La rétention prévaut
A l’issue de l’audience, l’assignation à résidence dans l’attente de l’expulsion est devenue exceptionnelle. Alors que depuis la loi de 2016, cette mesure, moins pénalisante pour la personne étrangère, doit être la règle, c’est la rétention qui prévaut. Anticipant la plaidoirie de l’avocat, le juge ou le représentant de la préfecture insiste systématiquement sur l’absence de garantie de représentation de l’étranger (en particulier l’absence de passeport et d’adresse stable et vérifiable) et le risque de fuite qui ne permettraient pas de l’assigner à résidence. La personne qui a parfois un passé judiciaire chargé est qualifié de “menace pour l’ordre public”. “J’ai fait une erreur, j’ai payé !” murmure-t-il. Pour l’ancien détenu, sa nouvelle rétention et son expulsion sont une double peine ! Le juge rappelle souvent que sa marge de manœuvre est limitée par le droit en vigueur. Il doit se prononcer “en droit et en fait”. Mais examine-t-il tous les faits, par exemple les conditions d’interpellation ? La vulnérabilité de la personne n’est pratiquement jamais reconnue, même quand elle est évidente. Le juge a-t-il été, au final, un gardien des libertés ? Lorsqu’il dit les limites de son pouvoir, ne reconnaît-il pas que ce qui prime, c’est la reconnaissance de la légitimité de la rétention, rouage indispensable à “la machine à expulser”, à laquelle il prête son concours ? A-t-il bien exploré toutes les possibilités de rendre sa liberté à la personne ?
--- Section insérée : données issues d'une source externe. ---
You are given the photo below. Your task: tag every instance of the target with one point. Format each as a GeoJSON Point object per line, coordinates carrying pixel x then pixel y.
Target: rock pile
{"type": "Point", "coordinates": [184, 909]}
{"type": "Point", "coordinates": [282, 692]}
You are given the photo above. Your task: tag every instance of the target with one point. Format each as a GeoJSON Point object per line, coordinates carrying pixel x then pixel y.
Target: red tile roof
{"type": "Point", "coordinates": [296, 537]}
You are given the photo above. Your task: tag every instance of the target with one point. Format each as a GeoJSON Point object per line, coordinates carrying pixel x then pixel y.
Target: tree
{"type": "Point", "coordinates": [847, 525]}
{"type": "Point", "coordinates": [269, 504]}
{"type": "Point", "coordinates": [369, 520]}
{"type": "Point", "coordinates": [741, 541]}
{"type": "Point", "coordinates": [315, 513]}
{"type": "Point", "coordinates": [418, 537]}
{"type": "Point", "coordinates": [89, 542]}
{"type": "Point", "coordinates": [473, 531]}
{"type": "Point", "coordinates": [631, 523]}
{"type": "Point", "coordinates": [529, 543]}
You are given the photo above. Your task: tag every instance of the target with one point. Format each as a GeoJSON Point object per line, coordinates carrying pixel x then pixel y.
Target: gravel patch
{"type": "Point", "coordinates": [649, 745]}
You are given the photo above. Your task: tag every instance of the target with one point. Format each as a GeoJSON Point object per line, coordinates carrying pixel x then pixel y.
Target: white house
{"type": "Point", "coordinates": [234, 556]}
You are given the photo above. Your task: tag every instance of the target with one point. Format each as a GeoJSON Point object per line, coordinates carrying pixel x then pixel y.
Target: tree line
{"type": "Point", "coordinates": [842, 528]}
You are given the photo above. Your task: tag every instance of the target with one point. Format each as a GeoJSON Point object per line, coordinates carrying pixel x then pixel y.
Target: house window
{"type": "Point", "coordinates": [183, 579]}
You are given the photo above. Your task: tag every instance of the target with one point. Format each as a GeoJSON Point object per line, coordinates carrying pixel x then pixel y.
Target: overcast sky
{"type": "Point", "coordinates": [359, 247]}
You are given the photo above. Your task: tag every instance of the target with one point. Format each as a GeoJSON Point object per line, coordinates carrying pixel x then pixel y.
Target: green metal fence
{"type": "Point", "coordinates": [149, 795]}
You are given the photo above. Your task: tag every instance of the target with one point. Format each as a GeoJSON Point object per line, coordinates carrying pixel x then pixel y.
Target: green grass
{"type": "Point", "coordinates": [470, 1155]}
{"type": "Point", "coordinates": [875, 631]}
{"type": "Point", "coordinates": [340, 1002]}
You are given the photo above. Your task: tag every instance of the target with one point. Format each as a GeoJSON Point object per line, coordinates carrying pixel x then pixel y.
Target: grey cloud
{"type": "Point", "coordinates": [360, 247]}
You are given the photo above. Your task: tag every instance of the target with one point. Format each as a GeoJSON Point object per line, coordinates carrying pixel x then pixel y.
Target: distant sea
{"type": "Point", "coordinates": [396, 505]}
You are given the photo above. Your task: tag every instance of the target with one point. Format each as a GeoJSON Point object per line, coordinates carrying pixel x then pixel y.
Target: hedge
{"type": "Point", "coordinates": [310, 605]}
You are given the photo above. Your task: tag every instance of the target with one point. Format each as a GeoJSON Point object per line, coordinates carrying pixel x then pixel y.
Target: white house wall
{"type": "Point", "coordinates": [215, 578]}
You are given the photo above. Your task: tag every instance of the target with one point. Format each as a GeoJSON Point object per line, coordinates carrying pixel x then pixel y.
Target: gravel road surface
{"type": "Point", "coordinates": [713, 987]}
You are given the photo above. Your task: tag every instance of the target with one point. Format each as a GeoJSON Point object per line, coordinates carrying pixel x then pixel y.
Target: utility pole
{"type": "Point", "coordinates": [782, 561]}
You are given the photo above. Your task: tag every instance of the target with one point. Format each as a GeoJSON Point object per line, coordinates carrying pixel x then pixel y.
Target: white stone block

Pour nous, bénévoles de La Cimade qui témoignons de ces audiences dans cette tribune et au sein de notre newsletter Le Tourniquet(1), le sens de notre engagement relève de l’intime. Mais une conviction se forge au fil de la confrontation à la réalité de ces audiences qui montre que notre pays légifère, encore et encore, pour traiter les personnes étrangères comme des êtres à part. Ces procédures judiciaires apparaissent comme une impasse. C’est pourquoi la fermeture des centres de rétention et la suppression de toutes les formes d’enfermement spécifiques pour les personnes étrangères s’imposent.
Les histoires de vie dont nous avons un aperçu à travers les audiences nous confortent quant à l’indispensable liberté de circulation et d’installation pour les migrants : “Il n’y a pas d’étranger sur cette terre.” Tous humains ! »
(1) Le Tourniquet est une chronique bimensuelle au sein de laquelle les bénévoles de La Cimade témoignent des situations observées au tribunal.